This document describes file formats used in the Taiyaki package.
The package reads single or multi-read fast5 files using a wrapper around the ont_fast5_api package.
Strand lists should be tab-separated text files having columns ('filename' or 'filename_fast5' and not both) and / or 'read_id'. If a strand list file is supplied as an optional argument to a script, then
- If no column 'read_id' is present, then all files with names in the column 'filename' or 'filename_fast5' are read.
- If no column 'filename' or 'filename_fast5' is present, then all reads with read_ids in the 'read_id' column are are read from files in the directory specified.
- If there is a ('filename' or 'filename_fast5') column and a 'read_id' column, then the strand list is regarded as a list of pairs (filename, read_id).
The script bin/generate_per_read_parameters.py creates a tsv file with columns ('UUID', 'trim_start', 'trim_end', 'shift', 'scale') which give instructions for handling of each read. The shift and scale parameters are chosen so that
y = (current_in_pA - shift)/scale
is standardised: that is, so that roughly, mean(y)=0 and std(y)=1 (more robust statistics are used by the script to generate the parameters).
UUID trim_start trim_end shift scale
6a8a74ff-5316-41d8-825d-a018af4242bf 200 50 85.43114135742188 15.168887446289057
906f26ce-367a-4d3c-b279-ca86f6db7255 200 50 97.36762817382814 15.927331818603507
90b3c72f-ac34-4337-b33a-2fecd0216b99 200 50 82.36786376953125 15.076369731445316
We expect users to find reasons to generate their own per-read-parameter files or to modify the ones generated by this script.
Files to store the reference for each read are used as an ingredient for remapping.
These are fasta files where the comment line for each sequence is the UUID:
>6a8a74ff-5316-41d8-825d-a018af4242bf
GTGCTTGTGGGGTATTGCTCAAGAAATTTTTGCCCAGATCAATGTTCTGGAGATTTTACCCAATGT.....
>906f26ce-367a-4d3c-b279-ca86f6db7255
AATCCTGCCTCTAAAGAAAGAAAAAAAAAAATCAGCTAGGTGTAGCCATAGGCAGCTGTAGTCCCA.....
Data for training is stored in mapped signal files. The MappedSignalReader and MappedSignalWriter in taiyaiki/mapped_signal_files.py provides an API for reading and writing these files, and also methods for checking that a file conforms to the specification.

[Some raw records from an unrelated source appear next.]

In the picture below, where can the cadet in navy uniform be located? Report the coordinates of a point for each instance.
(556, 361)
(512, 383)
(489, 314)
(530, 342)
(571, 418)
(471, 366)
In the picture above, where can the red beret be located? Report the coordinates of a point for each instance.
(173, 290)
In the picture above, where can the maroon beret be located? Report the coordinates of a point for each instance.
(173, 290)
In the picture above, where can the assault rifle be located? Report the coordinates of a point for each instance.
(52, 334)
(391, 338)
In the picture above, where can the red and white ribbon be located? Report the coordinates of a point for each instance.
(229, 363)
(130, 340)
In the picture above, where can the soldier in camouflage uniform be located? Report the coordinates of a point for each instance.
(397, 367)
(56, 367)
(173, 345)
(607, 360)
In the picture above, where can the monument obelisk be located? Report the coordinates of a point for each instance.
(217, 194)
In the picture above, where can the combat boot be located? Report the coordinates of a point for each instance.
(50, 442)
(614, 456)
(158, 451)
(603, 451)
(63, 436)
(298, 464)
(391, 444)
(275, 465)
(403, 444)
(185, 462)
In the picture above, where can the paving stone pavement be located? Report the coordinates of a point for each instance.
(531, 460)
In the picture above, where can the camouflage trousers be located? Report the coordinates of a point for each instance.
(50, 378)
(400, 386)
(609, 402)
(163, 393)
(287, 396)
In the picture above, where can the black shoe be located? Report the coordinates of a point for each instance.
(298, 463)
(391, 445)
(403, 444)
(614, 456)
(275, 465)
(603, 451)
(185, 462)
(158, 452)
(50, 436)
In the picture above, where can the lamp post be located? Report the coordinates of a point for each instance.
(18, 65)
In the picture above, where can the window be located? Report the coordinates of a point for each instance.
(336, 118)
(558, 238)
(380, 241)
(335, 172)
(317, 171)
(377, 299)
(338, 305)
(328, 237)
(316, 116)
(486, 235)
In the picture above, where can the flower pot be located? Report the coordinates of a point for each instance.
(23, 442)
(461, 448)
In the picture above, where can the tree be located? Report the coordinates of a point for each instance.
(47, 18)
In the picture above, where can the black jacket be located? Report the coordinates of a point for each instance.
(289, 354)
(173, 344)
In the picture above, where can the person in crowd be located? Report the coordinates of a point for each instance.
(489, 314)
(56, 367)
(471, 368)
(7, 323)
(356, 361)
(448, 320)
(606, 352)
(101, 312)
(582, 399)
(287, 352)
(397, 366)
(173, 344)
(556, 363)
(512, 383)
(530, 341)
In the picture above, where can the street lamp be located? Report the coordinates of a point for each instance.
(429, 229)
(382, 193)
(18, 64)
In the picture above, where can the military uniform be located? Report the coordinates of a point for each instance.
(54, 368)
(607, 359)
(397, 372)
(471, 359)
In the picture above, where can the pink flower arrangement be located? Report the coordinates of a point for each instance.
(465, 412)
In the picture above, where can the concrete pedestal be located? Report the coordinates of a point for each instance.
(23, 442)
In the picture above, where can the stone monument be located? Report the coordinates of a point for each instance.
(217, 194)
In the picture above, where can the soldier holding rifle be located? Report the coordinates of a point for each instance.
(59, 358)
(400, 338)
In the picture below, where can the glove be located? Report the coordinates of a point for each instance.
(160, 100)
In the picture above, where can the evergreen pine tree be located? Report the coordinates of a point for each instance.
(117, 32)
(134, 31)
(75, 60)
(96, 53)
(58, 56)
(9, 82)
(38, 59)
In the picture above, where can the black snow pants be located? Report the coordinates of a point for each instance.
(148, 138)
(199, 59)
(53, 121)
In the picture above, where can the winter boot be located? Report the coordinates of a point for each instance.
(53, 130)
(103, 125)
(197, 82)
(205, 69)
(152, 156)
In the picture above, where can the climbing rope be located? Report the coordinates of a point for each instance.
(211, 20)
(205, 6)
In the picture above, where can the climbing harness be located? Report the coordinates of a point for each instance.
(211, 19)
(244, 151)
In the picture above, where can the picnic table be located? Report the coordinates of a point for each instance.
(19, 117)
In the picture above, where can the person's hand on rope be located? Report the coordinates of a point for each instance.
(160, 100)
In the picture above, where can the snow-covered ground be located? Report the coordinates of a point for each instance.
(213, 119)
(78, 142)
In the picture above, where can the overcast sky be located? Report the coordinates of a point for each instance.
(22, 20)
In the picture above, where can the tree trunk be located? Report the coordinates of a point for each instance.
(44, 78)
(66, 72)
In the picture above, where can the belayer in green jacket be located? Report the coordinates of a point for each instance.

The files are HDF5 files with the following structure.
HDF5_file/
├── attribute: alphabet (str)
├── attribute: collapse_alphabet (str)
├── attribute: mod_long_names (str)
├── attribute: version (integer)
└── group: Reads/
├── group: <read_id_1>
├── group: <read_id_2>
├── group: <read_id_3>
.
.
Each read_id is a UUID, and the data in each read group is:
name | attribute/dataset | type | description |
---|---|---|---|
shift_frompA | attr | float | shift parameter - see 'per-read-parameter files' above |
scale_frompA | attr | float | scale parameter - see 'per-read-parameter files' above |
range | attr | float | see equation below |
offset | attr | float | see equation below |
digitisation | attr | float | see equation below |
Dacs | dataset | int16 | signal data representing current through pore (see equation below) |
Ref_to_signal | dataset | int32 | Ref_to_signal[n] = location in Dacs associated with Reference[n] |
Reference | dataset | int16 | alphabet[Reference[n]] is the nth base in the reference sequence |
mapping_score | attr (optional) | str | score associated with mapping of ref to signal |
mapping_method | str (optional) | str | short description of mapping method |
The current in pA is calculated from the integers in Dacs by the equation
current = (Dacs + offset ) * range / digitisation
The batched variant of the HDF5 mapped signal format was introduced in version 5.2.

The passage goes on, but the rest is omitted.